For complete information visit the Transportation and Public Works website at: www.gov.pe.ca/tpwpei
Note: Every vehicle and driver must have insurance. Contact a local insurance provider to become properly insured before you drive.
Housing in Prince Edward Island
There are multiple different housing options across Canada. If you have not visited your new city previously, it may be best to rent a temporary apartment when you first arrive, and/or hire a real estate agent to guide you through the housing process and provide you with knowledgeable advice on the best areas for you and your family.
Types of property
Apartment buildings are large, multi-unit buildings owned by one person or company where each inhabitant rents a unit.
Studio or bachelor apartments are generally one room with a kitchen area and bathroom and are suited only for a single individual.
Larger apartments can accommodate families as they have bedrooms and additional living space.
A large multi-unit building where each unit is owned by the inhabitant is called a condominium, and each unit is called a condo.
Often apartments and condos are found in homes that have been divided into separate living spaces.
Houses can be connected in a row, called townhouses or row houses, or detached, as separate, individual dwellings.
Though average living costs vary given size of family, location and level of income, housing is generally more expensive in cities. As a result, many families choose to live in suburbs which are towns located just outside of the city limits, where housing is more affordable. Suburbs often provide good neighbourhoods, schools, shopping, and healthcare, all within close proximity to the amenities of the city. Housing in the country can be even less expensive and is desirable for many families, but you will require a vehicle in order to travel for your basic needs including groceries, work, school, and healthcare.

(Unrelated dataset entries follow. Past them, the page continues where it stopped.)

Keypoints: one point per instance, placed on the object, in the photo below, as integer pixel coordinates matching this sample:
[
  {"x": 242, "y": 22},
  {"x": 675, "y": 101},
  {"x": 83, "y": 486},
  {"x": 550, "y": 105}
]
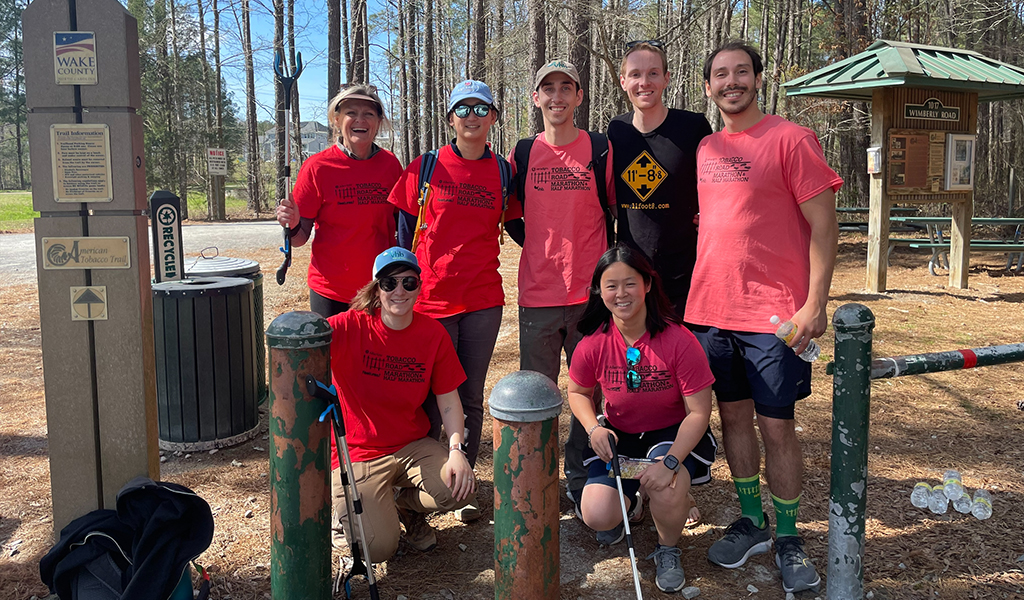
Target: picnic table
[{"x": 938, "y": 243}]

Pets: If you are renting your home or live in a condominium, it is important that you ensure pets are legally allowed on the premises before you move in with your family pet, or purchase a family pet. It is also important to make sure your pet can legally be kept as a house pet in your city or district.
It is important that you take your family, your place of work, neighbourhood, and finances into account before deciding on a place to live.
Weather in Prince Edward Island
Most Canadian cities enjoy very warm summers where temperatures can go above 30 degrees Celsius. However, it can get very cold in almost all parts of Canada in the winter, when temperatures can go below -20, even -30 degrees Celsius. It is very important to ensure that you are prepared for the cold weather. Invest in warm winter clothing, including sweaters, winter jackets, boots, hats, scarves, and gloves or mittens. If you do not dress warmly in the winter you will risk becoming ill or getting frost bite. Frost bite is severe damage to the skin caused by winter wind exposure.
Canadians keep candles and matches, warm blankets, flash lights, first aid kits, and snow shovels in their cars and homes in case of emergencies. In most parts of Canada your car must have specially designated winter tires in order to legally, and safely, drive in the winter.
What can I bring into Canada?
Canada has strict rules concerning what can and cannot be brought into the country. There are regulations regarding food, alcohol, nicotine products, plants, animals, cars and other products. To avoid problems, be sure to check in advance what is and what is not allowed to come to Canada, as well as what procedures must be followed to bring certain items into the country.